My absolute favourite is a talk by Reshma Saujani. Reshma is the founder of Girls Who Code. She talks about how girls are socialised for perfection and as a result tend to hold back in areas where they are are unsure that they will get it 100% right. Her message is a resounding vote for trying, failing, getting back up, trying again and all the while growing and learning in the process.
Casey Brown talks about knowing and communicating your worth. It's a valuable illustration of your mindset. If you don’t believe you are worth it, it will reflect in how you are paid, in how you are treated, in how you treat yourself. So the message here is develop a mindset that is clear on your worth and then communicate it in words and in your actions. The language you use, the mindset you have all controls the way you think about yourself and that controls how others think of you.
Aside from being possibly the funniest TEDTalk I have ever watched, Shawn Achor shares an important message.

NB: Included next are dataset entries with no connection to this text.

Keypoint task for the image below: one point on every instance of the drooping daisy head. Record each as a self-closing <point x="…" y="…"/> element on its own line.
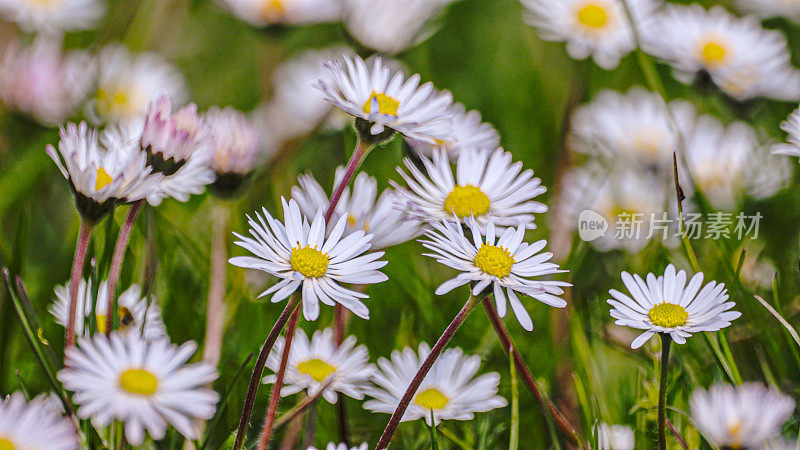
<point x="507" y="265"/>
<point x="42" y="81"/>
<point x="667" y="304"/>
<point x="596" y="28"/>
<point x="364" y="209"/>
<point x="449" y="391"/>
<point x="301" y="255"/>
<point x="135" y="313"/>
<point x="322" y="365"/>
<point x="383" y="102"/>
<point x="147" y="385"/>
<point x="389" y="26"/>
<point x="745" y="416"/>
<point x="52" y="16"/>
<point x="742" y="58"/>
<point x="128" y="82"/>
<point x="485" y="184"/>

Simply put, his message is that:
Our brains don’t work better when we work harder, they work better when we are positive.
He goes on to talk more about positive psychology and the research that has been done around the link between your mindset and success. productivity, creativity and learning. In all instances the research says that if you have a positive mindset you are more likely to be successful.
Drew Dudley talks with humour and wisdom about the fact that leadership is not a position, but rather a behaviour and gives some lovely anecdotes about everyday leadership. In a world where we talk so much about servant leadership and the coach leader, but still see so many examples of bureaucratic leadership, this is a gentle reminder of the principle of being the leader you want to see.
This is a very straight forward talk from Susan Colantuono, emphasising the missing link that stops women moving from middle management positions into top management and leadership positions: business, strategic and financial acumen.
One of the key issues I see holding people back in life is their fear of speaking up for themselves. This talk by Adam Galinsky is a powerful insight into how to speak up and be heard, how to advocate for yourself. He provides a set of tools that lower the risk of speaking up and increase your power as a speaker.
Our brains filter, distort and delete information in a bid to make sense of the world and protect us from danger. How I experience the world is different to how you experience the world. This creates exponential opportunities to perceive and understand the world, as well as endless opportunities for misunderstanding each other and what we see around us.
According to neuroscientist Anil Seth, we're all hallucinating all the time; when we agree about our hallucinations, we call it "reality." But there is immense power in knowing that we can so easily misperceive the world and ourselves - but only when we are curious and awake to what we see and experience.
This final TED talk on my list, is well worth watching even if all it does is leave you questioning the very nature of your existence.